🤖 AI Summary
This work addresses the challenge of high-fidelity head-related transfer function (HRTF) reconstruction under sparse measurement conditions by proposing a novel framework that integrates wavelet scattering transform (WST) with neural radiance fields. The method incorporates multiscale WST statistical priors into the loss function and employs a two-stage masking strategy: first learning a shared binary mask from multi-subject data to capture common acoustic structures, then using this mask to guide subject-specific HRTF reconstruction while preserving critical spectral features. Experimental results demonstrate that the proposed approach significantly outperforms existing baselines in HRTF upsampling tasks, validating the effectiveness of mask-guided WST coefficient selection and optimization-driven reconstruction.
📝 Abstract
In this paper, we propose a reconstruction framework that leverages the Wavelet Scattering Transform (WST) as a multi-scale feature extractor to impose statistical priors under sparse observation conditions.
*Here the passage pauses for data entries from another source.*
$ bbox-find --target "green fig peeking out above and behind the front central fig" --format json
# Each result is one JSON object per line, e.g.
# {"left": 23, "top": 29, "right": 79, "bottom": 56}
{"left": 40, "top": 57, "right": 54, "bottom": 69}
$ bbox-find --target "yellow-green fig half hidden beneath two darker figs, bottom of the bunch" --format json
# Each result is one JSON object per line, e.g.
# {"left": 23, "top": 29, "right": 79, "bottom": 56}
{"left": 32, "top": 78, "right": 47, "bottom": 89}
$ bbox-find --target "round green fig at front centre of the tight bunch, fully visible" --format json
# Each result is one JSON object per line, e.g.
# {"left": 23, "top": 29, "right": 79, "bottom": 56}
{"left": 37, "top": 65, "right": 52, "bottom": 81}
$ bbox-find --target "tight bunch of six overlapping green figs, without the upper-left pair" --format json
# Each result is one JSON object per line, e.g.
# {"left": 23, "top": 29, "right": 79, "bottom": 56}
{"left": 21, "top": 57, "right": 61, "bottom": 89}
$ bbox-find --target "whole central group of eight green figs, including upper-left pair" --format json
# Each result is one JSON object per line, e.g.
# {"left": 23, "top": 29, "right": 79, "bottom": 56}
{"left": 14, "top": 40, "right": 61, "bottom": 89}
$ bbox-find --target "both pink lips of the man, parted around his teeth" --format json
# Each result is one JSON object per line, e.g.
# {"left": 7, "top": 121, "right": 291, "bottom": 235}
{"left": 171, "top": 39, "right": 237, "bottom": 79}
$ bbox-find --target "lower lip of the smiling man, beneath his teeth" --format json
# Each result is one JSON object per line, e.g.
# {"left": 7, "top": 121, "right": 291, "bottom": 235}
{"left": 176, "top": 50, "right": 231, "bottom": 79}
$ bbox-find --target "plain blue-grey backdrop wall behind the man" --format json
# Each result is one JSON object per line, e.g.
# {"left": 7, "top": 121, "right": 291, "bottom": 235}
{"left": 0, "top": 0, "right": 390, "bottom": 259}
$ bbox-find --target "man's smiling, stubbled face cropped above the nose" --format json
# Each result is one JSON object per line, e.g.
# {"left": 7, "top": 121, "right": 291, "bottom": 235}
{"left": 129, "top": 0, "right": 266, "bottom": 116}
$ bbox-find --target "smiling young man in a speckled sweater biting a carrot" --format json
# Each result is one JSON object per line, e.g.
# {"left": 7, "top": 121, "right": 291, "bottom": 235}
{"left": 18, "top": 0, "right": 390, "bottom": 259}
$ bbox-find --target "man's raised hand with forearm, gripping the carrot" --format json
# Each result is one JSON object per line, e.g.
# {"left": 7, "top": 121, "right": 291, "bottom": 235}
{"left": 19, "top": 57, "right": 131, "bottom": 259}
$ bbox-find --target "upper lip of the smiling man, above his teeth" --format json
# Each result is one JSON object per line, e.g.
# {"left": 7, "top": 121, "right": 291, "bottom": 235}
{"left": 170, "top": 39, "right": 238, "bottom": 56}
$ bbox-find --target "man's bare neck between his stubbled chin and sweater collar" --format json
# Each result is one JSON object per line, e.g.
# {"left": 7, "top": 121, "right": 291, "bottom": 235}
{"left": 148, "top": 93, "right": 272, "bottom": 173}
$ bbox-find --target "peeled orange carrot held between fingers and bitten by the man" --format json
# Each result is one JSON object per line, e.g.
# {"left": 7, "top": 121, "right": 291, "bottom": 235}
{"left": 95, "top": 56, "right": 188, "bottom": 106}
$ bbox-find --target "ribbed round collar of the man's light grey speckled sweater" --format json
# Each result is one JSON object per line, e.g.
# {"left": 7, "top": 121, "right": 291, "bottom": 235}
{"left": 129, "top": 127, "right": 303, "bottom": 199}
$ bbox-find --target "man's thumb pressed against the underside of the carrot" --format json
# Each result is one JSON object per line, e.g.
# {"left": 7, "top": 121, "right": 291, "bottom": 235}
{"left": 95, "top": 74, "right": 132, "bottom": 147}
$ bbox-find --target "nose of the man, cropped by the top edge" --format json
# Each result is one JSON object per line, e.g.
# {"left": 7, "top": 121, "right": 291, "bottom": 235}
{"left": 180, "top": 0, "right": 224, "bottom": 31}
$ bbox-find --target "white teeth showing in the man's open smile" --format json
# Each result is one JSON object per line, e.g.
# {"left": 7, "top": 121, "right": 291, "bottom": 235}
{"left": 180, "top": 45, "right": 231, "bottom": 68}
The reconstruction problem is formulated as an optimization task and solved using a neural field, with the WST incorporated into the training loss function. As a proof of concept, we validate the proposed method on HRTF upsampling. A masking strategy is applied to the WST coefficients, resulting in a two-phase procedure. The first phase learns a binary mask from a small multi-subject dataset, while the second phase applies the learned mask to the WST coefficients of an individual HRTF to preserve informative statistical structures during reconstruction. Validation against baseline methods, which also serve as an ablation study of the different components of the framework, demonstrates the effectiveness of the proposed approach.